Which in fact it had.
And then, some time later, rumors of "the raids" surfaced. It
seemed that, in addition to humiliating Jews by destroying their
livelihoods, making them clean city streets on hands and knees, beating
them up in broad daylight, or arresting them willy nilly, armed Germans were
combing apartment houses in an organized manner. Many Jews, sometimes
entire families, were said to be arrested, and carted off to who knew where.
It seemed as if the raiders knew exactly where to look, down to the house or
apartment number. But these sweeps were only rumors to us, of which there
were hundreds, and besides, we had more immediate problems to solve.
So it is that we sit this late evening, a few months into the
"Anschluss," grouped around the massive dining table in our apartment. The
radio spews martial music, attractive tunes with uplifting lyrics like: "
Wenn das Judenblut vom Messer spritzt" (When the Blood of Jews drips from
Knives), other inspiring Nazi propaganda, and occasionally, highly censored
and distorted news programs. It seemed as if we are, masochistically,
setting the mood for our desperation of being practically destitute, and
having just learned that the immigration quota into "Amerika" is filled for
the next three years. Which is problematic at best, since as of now, we
have no American sponsor to vouch for us in the first place.
And then we hear the squeal of tires and the screech of brakes!
My father explodes from his chair, hits all the light switches,
the apartment is pitch dark, and we rush to the windows that look down on
the wide, cobble stoned street three stories below us.
The unthinkable has happened! It is a raid!
Every street opening within sight is blocked by huge trucks out of
which tumble the roughest, meanest looking, black clad, well armed soldiers
I have yet to see. With well rehearsed precision, they fan out over the
area, then form into small groups, and storm into every apartment building
in my field of vision. My father rips the blackout drapes shut, grabs me,
and drags me, along with mother, into the farthest corner in the farthest
room away from the entrance to our apartment. There we cower, defeated,
resigned to the inevitable, and I descend into a sort of confused stupor.
Yet, curiously, I am keenly aware of the sights and sounds around me.

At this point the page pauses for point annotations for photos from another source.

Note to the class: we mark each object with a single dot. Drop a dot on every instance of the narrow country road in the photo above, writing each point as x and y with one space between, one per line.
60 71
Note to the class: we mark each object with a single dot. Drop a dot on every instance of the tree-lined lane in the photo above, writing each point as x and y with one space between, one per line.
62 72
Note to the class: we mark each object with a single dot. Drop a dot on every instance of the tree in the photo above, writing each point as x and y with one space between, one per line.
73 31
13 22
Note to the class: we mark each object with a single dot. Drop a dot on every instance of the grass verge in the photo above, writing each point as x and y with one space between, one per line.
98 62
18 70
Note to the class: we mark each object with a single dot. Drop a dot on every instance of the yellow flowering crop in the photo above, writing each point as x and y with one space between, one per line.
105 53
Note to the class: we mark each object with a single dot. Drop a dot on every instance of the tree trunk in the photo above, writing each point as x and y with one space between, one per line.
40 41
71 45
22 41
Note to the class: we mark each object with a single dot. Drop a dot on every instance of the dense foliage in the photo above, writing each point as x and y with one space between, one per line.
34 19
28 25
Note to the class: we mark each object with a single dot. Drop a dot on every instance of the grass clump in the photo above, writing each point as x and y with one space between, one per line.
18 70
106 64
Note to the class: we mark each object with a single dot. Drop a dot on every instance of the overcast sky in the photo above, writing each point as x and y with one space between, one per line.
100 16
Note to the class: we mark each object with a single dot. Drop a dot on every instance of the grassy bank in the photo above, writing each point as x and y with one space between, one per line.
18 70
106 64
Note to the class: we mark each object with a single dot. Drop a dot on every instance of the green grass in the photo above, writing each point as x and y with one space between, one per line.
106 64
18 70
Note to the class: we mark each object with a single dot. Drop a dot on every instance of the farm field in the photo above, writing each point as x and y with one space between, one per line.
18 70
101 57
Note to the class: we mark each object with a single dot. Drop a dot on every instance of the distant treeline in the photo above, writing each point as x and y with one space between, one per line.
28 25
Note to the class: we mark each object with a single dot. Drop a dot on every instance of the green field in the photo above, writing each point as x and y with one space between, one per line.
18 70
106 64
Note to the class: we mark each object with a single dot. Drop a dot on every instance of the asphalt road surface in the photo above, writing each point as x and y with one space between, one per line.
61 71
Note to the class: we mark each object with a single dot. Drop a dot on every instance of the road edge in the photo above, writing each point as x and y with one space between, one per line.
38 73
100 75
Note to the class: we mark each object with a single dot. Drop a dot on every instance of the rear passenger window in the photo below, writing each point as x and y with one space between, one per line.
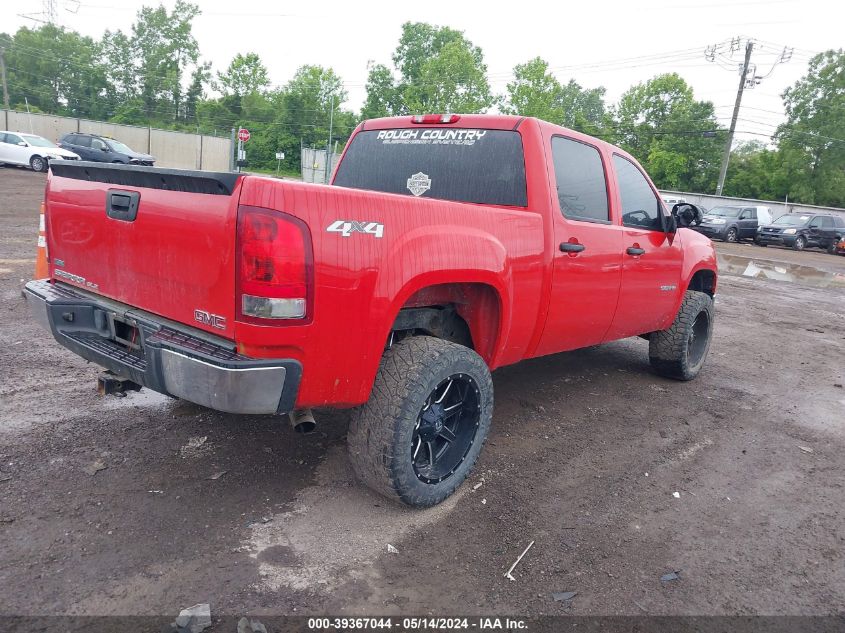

I hear the thwack! of gun butts hitting flesh, and the sharp
cracks of splintering wood as the raiders beat down those doors that don't
open on command. Not every door is shattered, and it seems as if a
preconceived plan is followed, as if the storm troopers have precise
information as to where their victims reside. Rifle shots echo through the
halls - at least I think that's what they are - and then begins something I
have never heard during my sheltered young life, the sounds of human beings
in great distress. I hear sobbing, terrified, deep sobbing, and
instinctively, I can tell whether it is a man or a woman doing it. And
screams fill the air, high, keening screams, screams that have no gender at
all. I learn that the scream of a human being in horrible pain or abject
terror is sexless.
I literally choke with fear. I am trapped, there is no escape,
and even if I wanted to flee, I can't move, it is as if I am paralyzed. The
yelling, screaming, and gun butts hitting bodies have petrified me. The
noises of the hunt, of splintering wood, of panic, of bellowing thugs come
ever closer, and I expect our front door to cave in with a crash at any
moment. The pounding of hobnailed boots hitting the tiled floor of the
corridor approach........they are at our door!........and they pass us by!
The impossible has happened, we have been spared, we have, literally, dodged
a bullet! I shake like a leaf as I sneak to a window, and lift the
black-out drape a bit.
Below me, out of every entrance, men, women, even some children
spill into the dark street, driven by men in the hated black uniform. They
are herding their prey into a holding area, like driving wild animals
towards the inevitable net. A few of the stunned victims are wearing street
attire and are carrying small suitcases, but many are still in flimsy night
shirts or even underwear. The captors divide these unfortunates into
smaller groups, ignoring the mother's scream for their children, or husbands
reaching for wives, working the "herd" like cowboys on a cutting horse, and
crowd them into the waiting transportation. These thugs work very fast,
practically throw their captives into the back of the trucks, clubbing those
that don't move fast enough to suit. Then the troops pull down the canvas
sides of the vehicles, and, with their human loads, roar off into the night.
Stillness descends once more on our neighborhood. It is over.
And I realize: We have been passed over! As if we had the blood
of the lamb painted on the lintel and doorposts of our house as told in the
Old Testament. To this day I can not say why we were saved. A Passover
Miracle? If indeed that is what it was, it was the first in a long line of
"miracles" that made it possible for me to write this story.